Au point de vue doctrinal, les deux opinions sont parfaitement licites ; cependant il est plus conforme à
l’interprétation des SS. Pères et des exégètes catholiques de regarder ce texte comme strictement
messianique. Voir Vercellone, Taurini, 1836. Quoi qu’il en soit, on a fait observer avec beaucoup de justesse
que cette prophétie est la clef d’or qui ouvre toutes les autres, elle a en effet des liens universels avec tout ce
qui concerne le Messie ; sans son secours, les autres prédictions relatives à la personne du Christ seraient très
souvent incompréhensibles, car elles lui attribuent des qualités tout à fait inconciliables avec la nature
humaine ; or Isaïe nous apprend précisément ici qu’il est Emmanuel, Immanou-El, Dieu avec nous. –
Emmanuel. Et pourtant Jésus n’a jamais porté ce beau nom ! Mais il a fait plus que cela ; il en a vérifié la
signification, ce qui suffit largement pour réaliser la prophétie. – Ce qui signifie. Cette note a été ajoutée sans
doute par le traducteur grec du premier Évangile ; les destinataires, qui étaient des Juifs d’origine, n’avaient
pas besoin qu’on leur interprétât un nom hébreu.
Les Saintes Écritures de l’Ancien et du Nouveau Testament et la Tradition vénérable mettent dans une lumière de plus en plus grande le rôle de la Mère du sauveur dans l’économie du salut et le proposent pour ainsi dire à notre contemplation.

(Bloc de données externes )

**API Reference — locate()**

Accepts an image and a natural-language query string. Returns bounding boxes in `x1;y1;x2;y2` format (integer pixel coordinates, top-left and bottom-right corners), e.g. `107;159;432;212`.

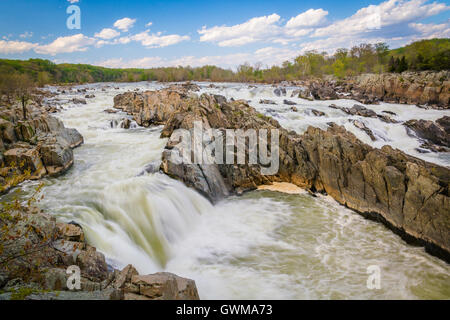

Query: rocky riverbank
0;207;199;300
114;88;450;261
0;96;83;193
285;71;450;109
0;91;199;300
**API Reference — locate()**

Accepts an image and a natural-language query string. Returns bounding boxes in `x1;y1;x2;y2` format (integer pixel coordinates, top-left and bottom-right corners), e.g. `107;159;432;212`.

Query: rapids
4;83;450;299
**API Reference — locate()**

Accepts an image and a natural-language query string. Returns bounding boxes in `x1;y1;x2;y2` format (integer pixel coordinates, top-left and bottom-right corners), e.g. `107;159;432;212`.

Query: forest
0;39;450;91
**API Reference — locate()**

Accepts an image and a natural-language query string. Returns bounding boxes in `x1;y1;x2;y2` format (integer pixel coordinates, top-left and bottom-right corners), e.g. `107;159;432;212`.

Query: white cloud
114;18;136;32
95;28;120;40
34;33;96;56
198;13;280;47
286;9;328;28
97;47;297;68
314;0;450;37
131;30;190;48
408;23;450;39
0;40;38;54
19;31;33;39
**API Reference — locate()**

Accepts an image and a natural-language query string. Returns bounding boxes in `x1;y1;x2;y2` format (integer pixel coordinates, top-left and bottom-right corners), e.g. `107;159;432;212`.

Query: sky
0;0;450;68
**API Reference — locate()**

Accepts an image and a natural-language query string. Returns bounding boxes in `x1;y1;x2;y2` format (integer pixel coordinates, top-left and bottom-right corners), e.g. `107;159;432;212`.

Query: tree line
0;39;450;88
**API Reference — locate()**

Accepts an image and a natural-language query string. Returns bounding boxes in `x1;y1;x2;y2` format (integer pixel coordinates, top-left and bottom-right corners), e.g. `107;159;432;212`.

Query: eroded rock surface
0;207;199;300
0;102;83;192
0;103;83;192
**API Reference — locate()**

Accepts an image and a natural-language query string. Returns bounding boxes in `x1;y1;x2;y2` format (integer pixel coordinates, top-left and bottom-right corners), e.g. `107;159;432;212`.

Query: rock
352;120;377;141
273;88;286;97
405;117;450;148
349;104;377;118
26;288;123;301
3;148;46;179
0;118;17;143
56;223;85;242
72;98;87;104
382;110;397;116
112;264;139;292
377;114;399;123
120;118;131;129
138;161;161;177
283;100;296;106
131;272;199;300
348;70;450;109
175;276;200;300
104;109;119;113
40;136;73;176
117;90;450;261
259;99;277;104
309;83;338;100
76;247;108;281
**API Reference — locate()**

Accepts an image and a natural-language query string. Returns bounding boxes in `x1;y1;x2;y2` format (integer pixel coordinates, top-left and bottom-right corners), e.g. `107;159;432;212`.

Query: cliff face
115;90;450;261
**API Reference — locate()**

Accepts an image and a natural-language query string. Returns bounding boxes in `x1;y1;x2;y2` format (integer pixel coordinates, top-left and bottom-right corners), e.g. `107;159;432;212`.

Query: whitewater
5;82;450;299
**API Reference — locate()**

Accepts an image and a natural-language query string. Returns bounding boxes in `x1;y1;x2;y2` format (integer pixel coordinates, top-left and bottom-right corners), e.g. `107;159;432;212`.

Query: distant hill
390;39;450;70
0;39;450;89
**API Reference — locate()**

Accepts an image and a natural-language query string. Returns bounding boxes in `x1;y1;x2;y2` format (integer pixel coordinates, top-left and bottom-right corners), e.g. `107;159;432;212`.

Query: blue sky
0;0;450;68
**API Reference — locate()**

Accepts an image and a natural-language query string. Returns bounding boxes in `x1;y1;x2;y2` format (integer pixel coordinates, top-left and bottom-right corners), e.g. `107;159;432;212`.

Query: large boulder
405;117;450;148
115;90;450;260
131;272;199;300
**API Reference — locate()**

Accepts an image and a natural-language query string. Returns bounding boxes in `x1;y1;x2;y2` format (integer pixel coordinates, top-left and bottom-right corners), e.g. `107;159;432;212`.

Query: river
5;83;450;299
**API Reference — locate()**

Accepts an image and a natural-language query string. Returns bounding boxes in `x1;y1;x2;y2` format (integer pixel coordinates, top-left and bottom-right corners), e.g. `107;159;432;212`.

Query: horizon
0;0;450;69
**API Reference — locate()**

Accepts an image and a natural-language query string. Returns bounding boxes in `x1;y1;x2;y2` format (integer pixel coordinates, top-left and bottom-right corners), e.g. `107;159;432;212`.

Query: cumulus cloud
34;33;96;56
97;47;297;68
198;0;450;47
131;30;190;48
95;28;120;40
114;18;136;32
408;23;450;39
286;9;328;29
314;0;450;37
198;13;280;47
19;31;33;39
0;40;38;54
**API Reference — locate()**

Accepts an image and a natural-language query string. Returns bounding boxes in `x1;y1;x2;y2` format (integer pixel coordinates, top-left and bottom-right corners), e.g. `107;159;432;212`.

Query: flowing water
4;83;450;299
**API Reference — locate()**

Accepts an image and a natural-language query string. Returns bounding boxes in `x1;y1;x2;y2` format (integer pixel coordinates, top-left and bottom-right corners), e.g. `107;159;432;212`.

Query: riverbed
7;83;450;299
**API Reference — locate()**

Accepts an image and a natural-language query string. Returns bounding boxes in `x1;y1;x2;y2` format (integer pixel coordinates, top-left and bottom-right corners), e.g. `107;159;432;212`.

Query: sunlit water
4;83;450;299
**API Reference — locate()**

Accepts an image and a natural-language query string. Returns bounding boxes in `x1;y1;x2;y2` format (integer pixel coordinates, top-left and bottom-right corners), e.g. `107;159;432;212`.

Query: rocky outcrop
0;207;199;300
115;90;450;261
295;71;450;109
0;103;83;192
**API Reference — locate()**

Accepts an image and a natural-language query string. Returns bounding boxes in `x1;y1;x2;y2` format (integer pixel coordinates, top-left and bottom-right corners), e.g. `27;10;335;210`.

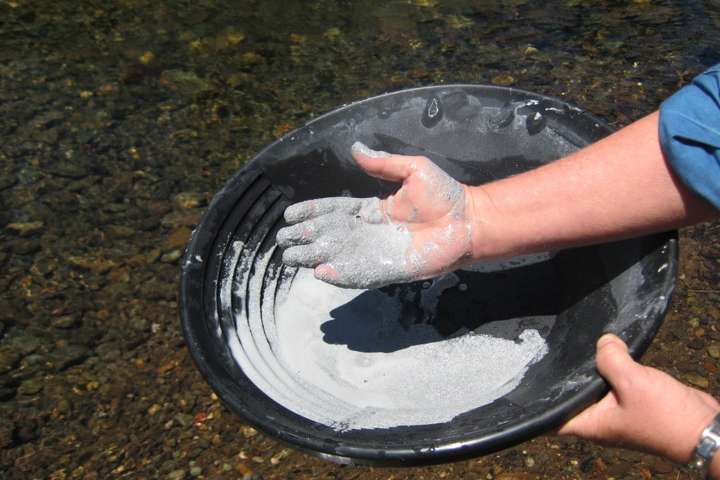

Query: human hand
277;142;472;288
558;334;720;462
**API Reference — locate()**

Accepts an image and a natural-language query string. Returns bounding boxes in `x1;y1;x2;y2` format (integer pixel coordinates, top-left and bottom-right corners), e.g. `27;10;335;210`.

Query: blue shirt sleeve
660;64;720;209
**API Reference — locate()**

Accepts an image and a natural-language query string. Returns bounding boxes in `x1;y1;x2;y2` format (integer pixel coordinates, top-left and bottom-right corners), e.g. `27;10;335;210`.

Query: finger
352;142;425;182
275;216;333;248
283;197;361;224
283;243;330;268
597;333;640;399
314;263;340;285
557;391;618;438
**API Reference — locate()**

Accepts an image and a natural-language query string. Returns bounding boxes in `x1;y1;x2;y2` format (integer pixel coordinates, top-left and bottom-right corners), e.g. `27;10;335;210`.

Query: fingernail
351;142;390;158
597;333;617;350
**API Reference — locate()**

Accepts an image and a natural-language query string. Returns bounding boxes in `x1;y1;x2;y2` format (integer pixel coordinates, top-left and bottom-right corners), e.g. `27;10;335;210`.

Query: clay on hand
277;142;472;288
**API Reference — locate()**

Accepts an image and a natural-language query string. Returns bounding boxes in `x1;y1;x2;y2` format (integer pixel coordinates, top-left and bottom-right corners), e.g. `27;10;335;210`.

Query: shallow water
0;0;720;479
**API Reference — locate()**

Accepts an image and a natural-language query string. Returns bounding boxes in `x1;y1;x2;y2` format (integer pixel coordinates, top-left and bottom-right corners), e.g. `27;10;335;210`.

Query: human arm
278;113;715;288
470;112;717;259
559;334;720;479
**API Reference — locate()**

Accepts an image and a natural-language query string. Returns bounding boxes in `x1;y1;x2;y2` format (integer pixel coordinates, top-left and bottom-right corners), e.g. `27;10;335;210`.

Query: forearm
468;112;716;259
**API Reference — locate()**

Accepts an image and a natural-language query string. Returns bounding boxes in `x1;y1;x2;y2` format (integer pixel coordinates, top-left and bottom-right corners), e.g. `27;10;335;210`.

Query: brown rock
67;255;117;273
684;373;710;388
165;227;192;250
5;222;45;237
173;192;207;210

Les livres de l’Ancien Testament, en effet, décrivent l’histoire du salut et la lente préparation de la venue du Christ au monde. Ces documents primitifs, tels qu’ils sont lus dans l’Église et compris à la lumière de la révélation postérieure et complète, font apparaître progressivement dans une plus parfaite clarté la figure de la femme, Mère du Rédempteur. Dans cette clarté, celle-ci se trouve prophétiquement esquissée dans la promesse (faite à nos premiers parents après la chute) d’une victoire sur le serpent (cf. Gn 3, 15). De même, c’est elle, la Vierge, qui concevra et enfantera un fils auquel sera donné le nom d’Emmanuel (cf. Is 7, 14 ; cf. Mi 5, 2-3 ; Mt 1, 22-23). Elle occupe la première place parmi ces humbles et ces pauvres du Seigneur qui espèrent et reçoivent le salut de lui avec confiance. Enfin, avec elle, la fille de Sion par excellence, après la longue attente de la promesse, s’accomplissent les temps et s’instaure l’économie nouvelle, lorsque le Fils de Dieu, par elle, prit la nature humaine pour libérer l’homme du péché par les mystères de sa chair.
Dans la plénitude du temps, l’Esprit Saint accomplit en Marie toutes les préparations à la venue du Christ dans le Peuple de Dieu. Par l’action de l’Esprit Saint en elle, le Père donne au monde l’Emmanuel, " Dieu-avec-nous " (Mt 1, 23).